The PCLinuxOS Magazine has maintained a chat presence on IRC ever since I became the editor 12 years ago. Had the kerfuffle at FreeNode not occurred, we'd still be there. But the sloppy way that the "transfer" was handled during the power change has necessitated a move to a new home.

IRC is old technology that predates the World Wide Web, having started in August 1988. Tim Berners-Lee didn't even propose his idea for the WWW until March 1989, seven months later. His vision wouldn't become reality until Christmas 1990. IRC has served its purpose admirably during that ensuing time. It allowed people to interact directly with one another, across vast distances, in real time.

But it definitely has some areas that just don't make sense in today's computing landscape. Messaging on the web has evolved to include better, more dynamic, more secure methods. IRC uses an inordinate amount of bandwidth to send plain text messages. It's insecure, and ripe for data interception.

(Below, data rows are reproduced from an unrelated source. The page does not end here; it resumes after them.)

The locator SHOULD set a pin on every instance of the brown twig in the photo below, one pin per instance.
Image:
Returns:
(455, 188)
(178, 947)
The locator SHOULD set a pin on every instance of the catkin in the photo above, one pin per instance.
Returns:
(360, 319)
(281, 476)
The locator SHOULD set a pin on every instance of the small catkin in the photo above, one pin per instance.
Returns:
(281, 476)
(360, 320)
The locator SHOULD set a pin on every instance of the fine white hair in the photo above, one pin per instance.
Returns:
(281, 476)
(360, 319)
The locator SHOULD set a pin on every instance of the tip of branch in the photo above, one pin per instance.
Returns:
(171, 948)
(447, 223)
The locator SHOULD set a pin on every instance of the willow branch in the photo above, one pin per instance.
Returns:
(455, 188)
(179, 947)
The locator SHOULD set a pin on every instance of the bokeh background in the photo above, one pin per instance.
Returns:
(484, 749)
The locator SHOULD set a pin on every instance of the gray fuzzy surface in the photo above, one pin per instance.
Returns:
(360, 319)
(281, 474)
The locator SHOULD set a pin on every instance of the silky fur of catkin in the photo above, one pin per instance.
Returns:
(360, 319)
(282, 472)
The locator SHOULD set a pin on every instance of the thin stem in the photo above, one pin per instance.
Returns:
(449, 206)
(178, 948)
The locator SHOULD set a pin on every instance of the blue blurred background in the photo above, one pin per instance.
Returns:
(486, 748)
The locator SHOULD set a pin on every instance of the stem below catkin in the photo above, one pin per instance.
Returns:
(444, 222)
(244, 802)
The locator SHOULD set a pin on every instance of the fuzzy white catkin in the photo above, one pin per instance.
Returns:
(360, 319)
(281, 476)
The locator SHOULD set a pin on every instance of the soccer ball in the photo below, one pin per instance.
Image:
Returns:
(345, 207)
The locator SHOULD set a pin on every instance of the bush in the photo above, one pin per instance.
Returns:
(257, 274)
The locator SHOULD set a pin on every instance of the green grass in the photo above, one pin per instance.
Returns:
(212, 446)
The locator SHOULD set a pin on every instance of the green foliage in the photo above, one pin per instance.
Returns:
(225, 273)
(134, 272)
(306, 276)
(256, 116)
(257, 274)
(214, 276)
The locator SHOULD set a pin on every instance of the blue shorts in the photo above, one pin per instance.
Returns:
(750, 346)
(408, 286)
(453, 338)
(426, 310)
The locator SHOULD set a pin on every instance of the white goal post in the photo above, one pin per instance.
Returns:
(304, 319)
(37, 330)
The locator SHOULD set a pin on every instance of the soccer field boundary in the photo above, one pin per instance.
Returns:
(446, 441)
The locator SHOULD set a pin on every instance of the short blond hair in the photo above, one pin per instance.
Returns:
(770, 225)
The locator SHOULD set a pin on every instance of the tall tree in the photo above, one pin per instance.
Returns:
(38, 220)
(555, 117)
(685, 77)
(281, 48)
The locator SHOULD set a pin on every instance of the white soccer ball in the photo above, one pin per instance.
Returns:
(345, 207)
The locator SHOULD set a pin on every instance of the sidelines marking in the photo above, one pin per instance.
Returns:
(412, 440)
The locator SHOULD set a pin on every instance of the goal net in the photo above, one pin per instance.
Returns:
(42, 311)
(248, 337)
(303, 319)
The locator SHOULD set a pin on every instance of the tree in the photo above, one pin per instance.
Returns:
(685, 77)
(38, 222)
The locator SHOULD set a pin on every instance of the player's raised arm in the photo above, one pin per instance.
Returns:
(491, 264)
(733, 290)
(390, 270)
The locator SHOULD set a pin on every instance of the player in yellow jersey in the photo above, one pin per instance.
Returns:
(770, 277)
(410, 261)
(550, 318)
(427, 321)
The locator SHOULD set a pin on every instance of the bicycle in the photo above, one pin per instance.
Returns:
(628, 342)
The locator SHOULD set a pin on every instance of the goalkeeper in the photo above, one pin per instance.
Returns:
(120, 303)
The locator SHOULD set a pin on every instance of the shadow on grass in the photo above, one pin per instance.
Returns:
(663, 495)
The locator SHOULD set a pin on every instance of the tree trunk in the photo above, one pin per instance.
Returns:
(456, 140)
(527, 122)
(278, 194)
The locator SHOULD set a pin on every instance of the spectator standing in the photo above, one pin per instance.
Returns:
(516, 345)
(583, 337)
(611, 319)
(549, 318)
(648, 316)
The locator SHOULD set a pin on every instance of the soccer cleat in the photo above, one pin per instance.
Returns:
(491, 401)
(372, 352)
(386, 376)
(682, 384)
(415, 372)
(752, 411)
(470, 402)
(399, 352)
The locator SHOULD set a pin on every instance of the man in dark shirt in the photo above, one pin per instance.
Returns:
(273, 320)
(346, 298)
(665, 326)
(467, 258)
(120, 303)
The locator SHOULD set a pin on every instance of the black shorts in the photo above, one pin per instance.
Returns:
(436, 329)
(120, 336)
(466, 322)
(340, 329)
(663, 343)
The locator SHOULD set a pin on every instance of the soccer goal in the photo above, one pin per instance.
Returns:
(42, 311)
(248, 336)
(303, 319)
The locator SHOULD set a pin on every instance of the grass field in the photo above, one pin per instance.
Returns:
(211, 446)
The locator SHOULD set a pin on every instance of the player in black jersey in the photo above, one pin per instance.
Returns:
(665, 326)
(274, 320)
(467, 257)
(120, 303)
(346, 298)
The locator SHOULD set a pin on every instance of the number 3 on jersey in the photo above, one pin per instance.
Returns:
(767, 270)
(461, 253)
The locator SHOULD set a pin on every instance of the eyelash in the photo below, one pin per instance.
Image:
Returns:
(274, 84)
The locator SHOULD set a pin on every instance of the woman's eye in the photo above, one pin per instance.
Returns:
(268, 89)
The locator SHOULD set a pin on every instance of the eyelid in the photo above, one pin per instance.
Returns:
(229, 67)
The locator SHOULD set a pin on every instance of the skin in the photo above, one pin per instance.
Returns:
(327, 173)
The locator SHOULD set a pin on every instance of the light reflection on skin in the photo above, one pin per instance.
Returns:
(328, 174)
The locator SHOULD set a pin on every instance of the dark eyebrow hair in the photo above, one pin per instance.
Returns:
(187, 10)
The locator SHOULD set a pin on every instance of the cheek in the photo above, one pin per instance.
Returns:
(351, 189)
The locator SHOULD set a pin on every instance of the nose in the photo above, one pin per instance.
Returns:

So, now is as good of a time as any to move on. PCLOS-Talk runs on a custom XMPP server. It's more secure, even if just for the fact that it requires users to have an account, which means that users have had some sort of vetting just to be able to connect. IRC will allow anyone to connect, with or without an account, increasing exposure to trolls, spammers, and others with malicious intent.

When one door closes, another one opens. Thanks for the fond memories, FreeNode and IRC. You served us well.